Ginger Molasses Cookies
These Ginger Molasses cookies are better than Starbucks!*
Isn't Christmas baking the best?
You get to use as much cinnamon, ground cloves, pumpkin, ginger, icing and cranberries as you want in these few winter months!
And then you get to hibernate inside, under blankets, on the couch watching Christmas movies (preferably Love Actually or The Holiday) and eat Christmas baking all day long! Or you could go for a walk in the snow and burn off some of these wonderful Christmas calories just in time to start thinking of January's new year resolution of eating less sugar and going to the gym.

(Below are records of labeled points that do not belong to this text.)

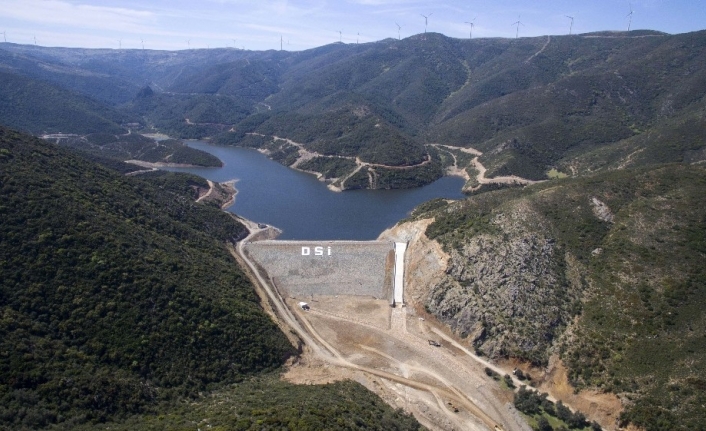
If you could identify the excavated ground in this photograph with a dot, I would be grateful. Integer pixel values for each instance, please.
(357, 335)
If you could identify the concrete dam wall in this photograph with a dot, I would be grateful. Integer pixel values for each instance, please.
(301, 269)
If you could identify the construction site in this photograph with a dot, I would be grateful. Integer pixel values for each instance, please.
(344, 300)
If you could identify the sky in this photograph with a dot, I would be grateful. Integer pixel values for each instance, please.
(303, 24)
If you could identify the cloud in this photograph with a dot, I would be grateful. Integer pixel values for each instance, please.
(56, 12)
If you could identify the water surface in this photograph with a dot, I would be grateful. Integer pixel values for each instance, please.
(303, 207)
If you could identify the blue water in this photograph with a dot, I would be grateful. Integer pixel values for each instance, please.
(303, 207)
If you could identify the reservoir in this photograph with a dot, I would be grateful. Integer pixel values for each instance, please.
(303, 207)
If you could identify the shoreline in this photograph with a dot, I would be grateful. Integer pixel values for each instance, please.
(157, 165)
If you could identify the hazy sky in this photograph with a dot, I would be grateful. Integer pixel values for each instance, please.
(303, 24)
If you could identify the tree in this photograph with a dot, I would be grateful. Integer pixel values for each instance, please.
(543, 424)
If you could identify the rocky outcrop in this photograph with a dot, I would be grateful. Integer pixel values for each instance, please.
(506, 292)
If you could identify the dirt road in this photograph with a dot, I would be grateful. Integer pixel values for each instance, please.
(441, 386)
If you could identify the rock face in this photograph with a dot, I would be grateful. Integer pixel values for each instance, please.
(505, 291)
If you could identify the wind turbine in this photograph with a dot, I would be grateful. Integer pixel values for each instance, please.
(426, 21)
(470, 35)
(518, 23)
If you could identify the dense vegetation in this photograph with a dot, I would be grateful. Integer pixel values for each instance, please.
(118, 297)
(639, 270)
(547, 415)
(39, 107)
(134, 146)
(579, 103)
(270, 404)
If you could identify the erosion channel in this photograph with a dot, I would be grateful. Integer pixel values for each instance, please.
(339, 293)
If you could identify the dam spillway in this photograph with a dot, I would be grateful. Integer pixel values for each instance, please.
(302, 269)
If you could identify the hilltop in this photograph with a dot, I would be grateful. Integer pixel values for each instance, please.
(120, 301)
(577, 104)
(605, 273)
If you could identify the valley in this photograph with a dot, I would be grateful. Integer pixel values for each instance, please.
(548, 192)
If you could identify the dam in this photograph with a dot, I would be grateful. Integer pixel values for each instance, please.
(301, 269)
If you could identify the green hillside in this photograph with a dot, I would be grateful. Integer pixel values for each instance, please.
(38, 107)
(579, 103)
(118, 298)
(133, 146)
(608, 272)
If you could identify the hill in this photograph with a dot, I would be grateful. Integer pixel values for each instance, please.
(39, 107)
(119, 297)
(133, 146)
(605, 272)
(579, 103)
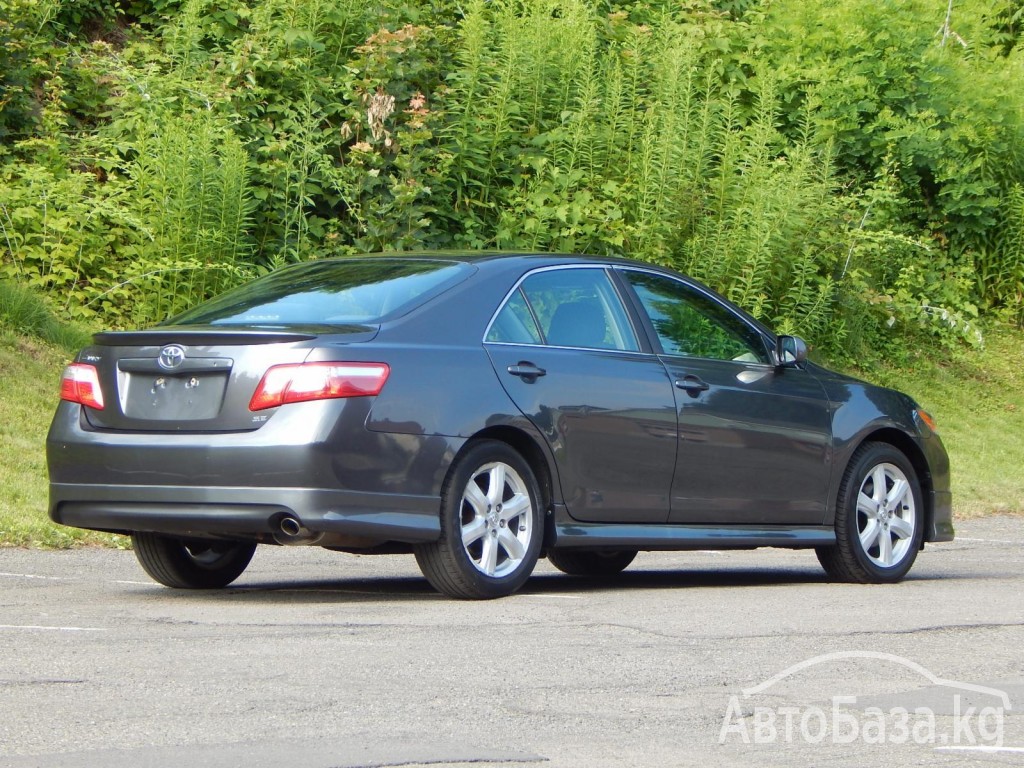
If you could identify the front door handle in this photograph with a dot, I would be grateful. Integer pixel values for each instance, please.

Ahh, lucky for us it's still December!
These ginger molasses cookies are wonderfully chewy and sweet with a little bit of spice. It is important that you shape the dough into no bigger than walnut sized balls. These cookies flatten and spread - so unless you're looking for one giant cookie keep them small. You'll also probably find that you need a few more tablespoons of sugar to roll the shaped dough into but you can always add that as you go along. Otherwise, I wouldn't change a thing about this recipe.

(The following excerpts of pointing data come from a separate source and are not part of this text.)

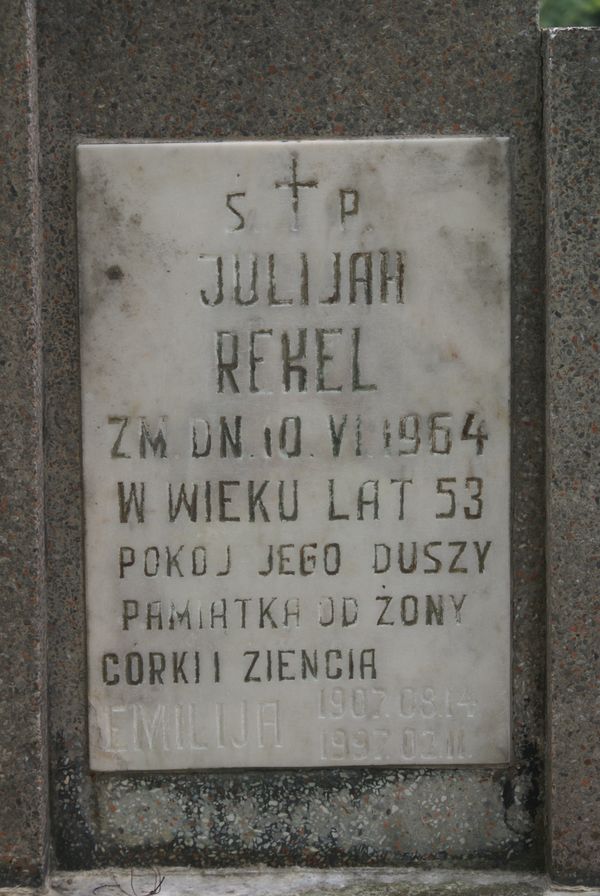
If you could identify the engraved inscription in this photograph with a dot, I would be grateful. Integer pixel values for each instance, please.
(295, 448)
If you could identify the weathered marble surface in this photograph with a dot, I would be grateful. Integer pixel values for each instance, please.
(343, 308)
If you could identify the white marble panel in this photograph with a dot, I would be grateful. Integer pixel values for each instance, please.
(295, 390)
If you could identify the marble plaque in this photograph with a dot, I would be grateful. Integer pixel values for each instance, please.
(295, 398)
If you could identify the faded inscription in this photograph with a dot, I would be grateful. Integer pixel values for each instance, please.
(295, 385)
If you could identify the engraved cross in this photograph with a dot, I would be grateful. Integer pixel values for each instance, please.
(295, 185)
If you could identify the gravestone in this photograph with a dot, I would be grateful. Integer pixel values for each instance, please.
(274, 473)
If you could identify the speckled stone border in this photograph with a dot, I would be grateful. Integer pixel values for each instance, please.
(23, 755)
(572, 130)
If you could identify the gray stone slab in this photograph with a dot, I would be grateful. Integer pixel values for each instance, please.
(23, 759)
(285, 70)
(572, 78)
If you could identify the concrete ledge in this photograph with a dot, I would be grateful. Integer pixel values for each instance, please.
(295, 882)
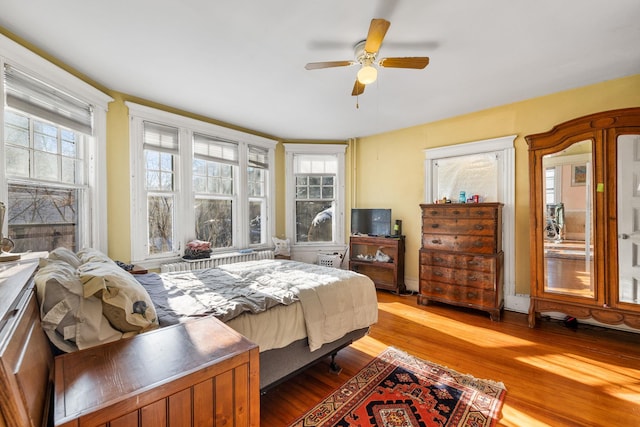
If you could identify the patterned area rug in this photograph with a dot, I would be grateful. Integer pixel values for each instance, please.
(400, 390)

These are quick to put together, fast to bake and don't last long around the house; at least they didn't in ours! Hope you're making your Christmas sweet!
*Proudly said by my loving and supportive husband ;-)
Big Soft Ginger Cookies
2 1/4 cups all-purpose flour
2 teaspoons ground ginger
1 teaspoon baking soda
3/4 teaspoon ground cinnamon
1/2 teaspoon ground cloves
1/4 teaspoon salt
3/4 cup margarine, softened
1 cup white sugar
1 tablespoon water
1/4 cup molasses
2 tablespoons white sugar
Preheat oven to 350 degrees F. Sift together the flour, ginger, baking soda, cinnamon, cloves, and salt. Set aside.
In a large bowl, cream together the margarine and 1 cup sugar until light and fluffy. Beat in the egg, then stir in the water and molasses. Gradually stir the sifted ingredients into the molasses mixture. Shape dough into walnut sized balls, and roll them in the remaining 2 tablespoons of sugar. Place the cookies 2 inches apart onto an ungreased cookie sheet, and flatten slightly.
Bake for 8 to 10 minutes in the preheated oven. Allow cookies to cool on baking sheet for 5 minutes before removing to a wire rack to cool completely. Store in an airtight container.